High-energy spectroscopic study of the III-V nitride-based diluted magnetic semiconductor Ga$_{1-x}$Mn$_{x}$N

TL;DR

This study investigates the electronic structure of Ga$_{1-x}$Mn$_{x}$N, revealing Mn ions are divalent in a tetrahedral crystal field, with new in-gap states forming upon doping, and a stronger p-d exchange coupling than in Ga$_{1-x}$Mn$_{x}$As.

Contribution

The paper provides detailed spectroscopic analysis of Mn-doped GaN, showing the valence state, in-gap states, and stronger exchange coupling, which advances understanding of its magnetic properties.

Findings

Mn ions are divalent in tetrahedral crystal field.

New states form within the band gap upon Mn doping.

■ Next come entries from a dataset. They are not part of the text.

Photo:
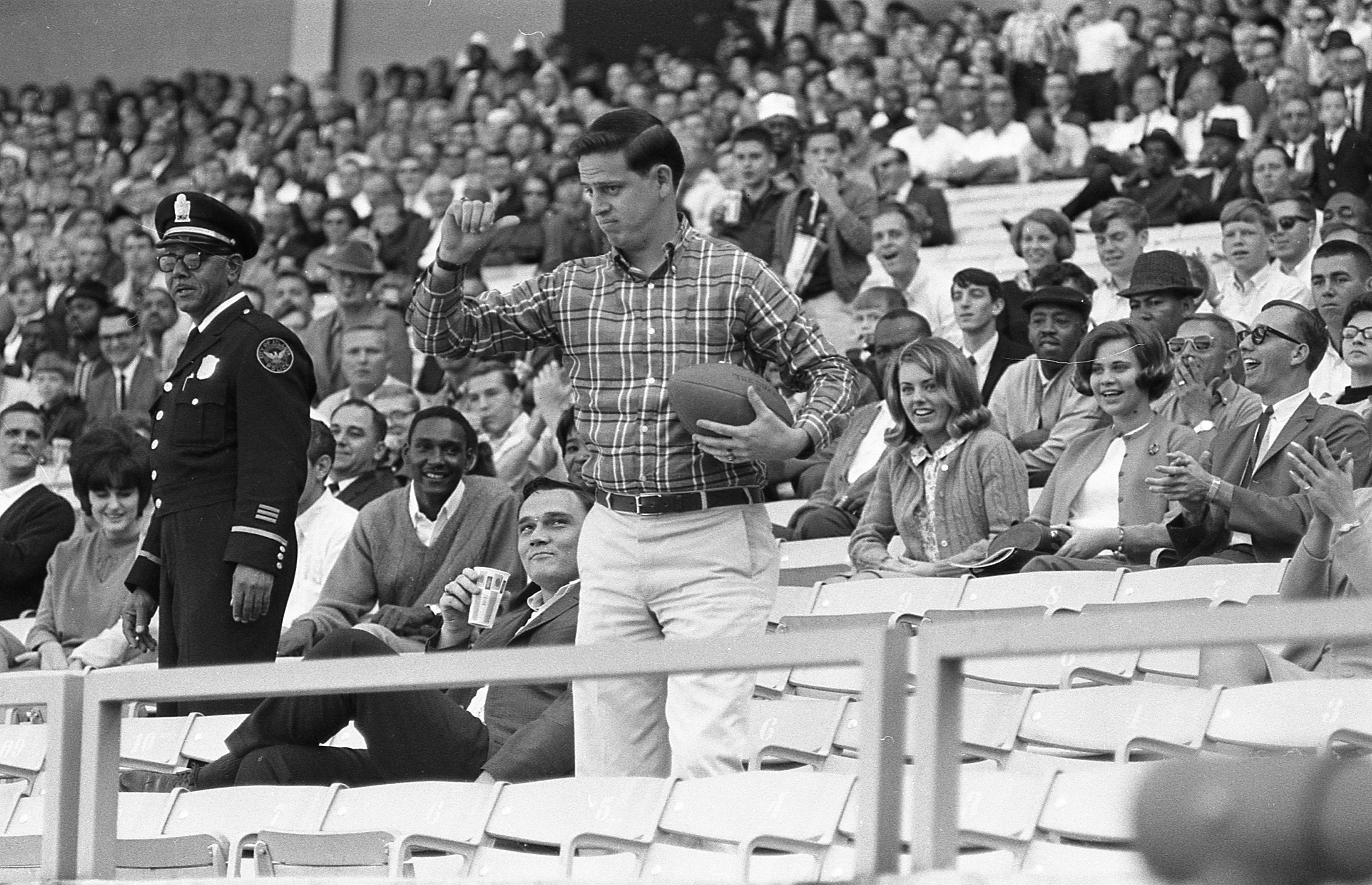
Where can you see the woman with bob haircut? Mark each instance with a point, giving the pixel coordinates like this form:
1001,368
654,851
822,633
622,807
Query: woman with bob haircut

The p-d exchange coupling is stronger than in GaMnAs.

Abstract

We have studied the electronic structure of the diluted magnetic semiconductor Ga$_{1-x}$Mn$_{x}$N ($x$ = 0.0, 0.02 and 0.042) grown on Sn-doped $n$-type GaN using photoemission and soft x-ray absorption spectroscopy. Mn $L$-edge x-ray absorption have indicated that the Mn ions are in the tetrahedral crystal field and that their valence is divalent. Upon Mn doping into GaN, new state were found to form within the band gap of GaN, and the Fermi level was shifted downward. Satellite structures in the Mn 2$p$ core level and the Mn 3$d$ partial density of states were analyzed using configuration-interaction calculation on a MnN$_{4}$ cluster model. The deduced electronic structure parameters reveal that the $p$-$d$ exchange coupling in Ga$_{1-x}$Mn$_{x}$N is stronger than that in Ga$_{1-x}$Mn$_{x}$As.